ICSME 2014 Week
Speaker & Session Chair Guidelines
We strive for high-quality and stellar presentations at ICSME 2014, SCAM 2014, VISSOFT 2014, MESOCA 2014, MTD 2014 and MUD 2014. The following guidelines are intended for presenters and session chairs to get ready for their stage performance.
The Victoria Conference Center meeting rooms for ICSME 2014 Week will be equipped with the following presentation equipment:
- one screen
- one electronic data projector
- one portable clip-on microphone
- While Internet is available in the meeting rooms, do not rely on it for your presentation.
For all presentations during the entire ICSME 2014 week, presenters need to provide their own laptop or tablet. We highly recommend that speakers bring a copy of their presentation on a USB stick. There will be VGA adapters for hooking up a laptop or tablet. If the presentation device requires any other adapter (e.g., to hook up your Mac or iPad), please remember to bring the appropriate adapter. Presenters are strongly encouraged to try out their presentations during breaks. There will be no presentation time extensions due to technical difficulties.
Meet Your Session Chair
Please look up the name of your session chair in the ICSME 2014 final program—on the web or in the downloadable conference app. Presenters are to meet their session chair at least 10 minutes before their session starts. Please provide three lines of information—ideally printed—for your session chair to introduce you to the audience. Instruct the session chair how to pronounce your name if necessary. In sessions with multiple presentations (e.g., 3-5), you are encouraged to consolidate the presentations for the session on one or two laptops to eliminate awkward set up
The different ICSME 2014 tracks are allocated presentation time according to the following table:
|| Presentation Time
including 5 minutes Q&A
It is critical that you present your talk and answer questions in the time allotted to you. Allow at least 5 minutes for answering questions. Your session chair will manage the talks in the session and keep speakers on track. It is critical to have some time at the end of your talk for questions.
Presentation Style Suggestions
These suggestions are adapted from a list created for CSCW 2013. These are intended to help you deliver a memorable talk, and should not be interpreted as strict rules.
- The ICSME audience draws participants from a wide variety of areas—from academia, industry, and government. Make sure that your talk includes enough background material and motivation so that it can be understood by those who are not specialists in your area.
- Practice. Even experienced speakers practice their talks. A talk can always be improved. If you are new to giving talks, make sure to give the talk in front of other people in advance to get feedback.

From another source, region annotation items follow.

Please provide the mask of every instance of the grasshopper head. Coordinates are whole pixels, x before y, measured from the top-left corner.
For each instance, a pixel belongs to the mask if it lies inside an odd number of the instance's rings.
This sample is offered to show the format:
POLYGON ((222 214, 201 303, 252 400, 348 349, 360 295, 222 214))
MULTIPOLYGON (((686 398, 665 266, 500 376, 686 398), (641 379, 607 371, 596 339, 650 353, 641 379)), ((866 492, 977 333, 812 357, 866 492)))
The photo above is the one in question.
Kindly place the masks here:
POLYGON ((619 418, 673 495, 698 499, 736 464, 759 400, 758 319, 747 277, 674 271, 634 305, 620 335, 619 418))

- One way to practice your talk is with a cool new PowerPoint technology called Office Mix. It is also an effective way to get your talk online. Check it out: https://mix.office.com.
- A talk and a paper are two different things. You do not need to present your whole paper. Concentrate on the important take-aways! Almost always, less is more in terms of what you cover in a talk.
- Do not just present data. Present your story in a compelling way. People will remember the story long after they forget the particulars of the data.
- Live demos are risky. Think carefully before deciding to do a live demo in such a short time slot. If you do choose to demo, check your demo timing carefully.
- Presentation styles vary greatly. Some people can use humor effectively in a talk; other cannot. Some people have text-filled slides and other prefer icon- and graphics-filled slides. Minimize the amount of text on a slide. User animation sparingly. Figure out what works for you.
- Make sure your font size is big enough to be seen at the back of the room (i.e., 28 for titles and 24 for bullets).
- Look into the audience! Don't speak to your slides. They already love you because you made them. Speak to the audience. Very important!
- Do not ever go over time. It's rude to your audience, your session chair, and your fellow presenters.
- Project, speak slowly, and enunciate. Many attendees are not native English speakers and some of us are getting hard of hearing as we get older.
- Be aware of your "filler" words. Do you start every sentence with "So..."? How often do you say "ah" or "um" during a talk?
We look forward to your presentations at ICSME 2014.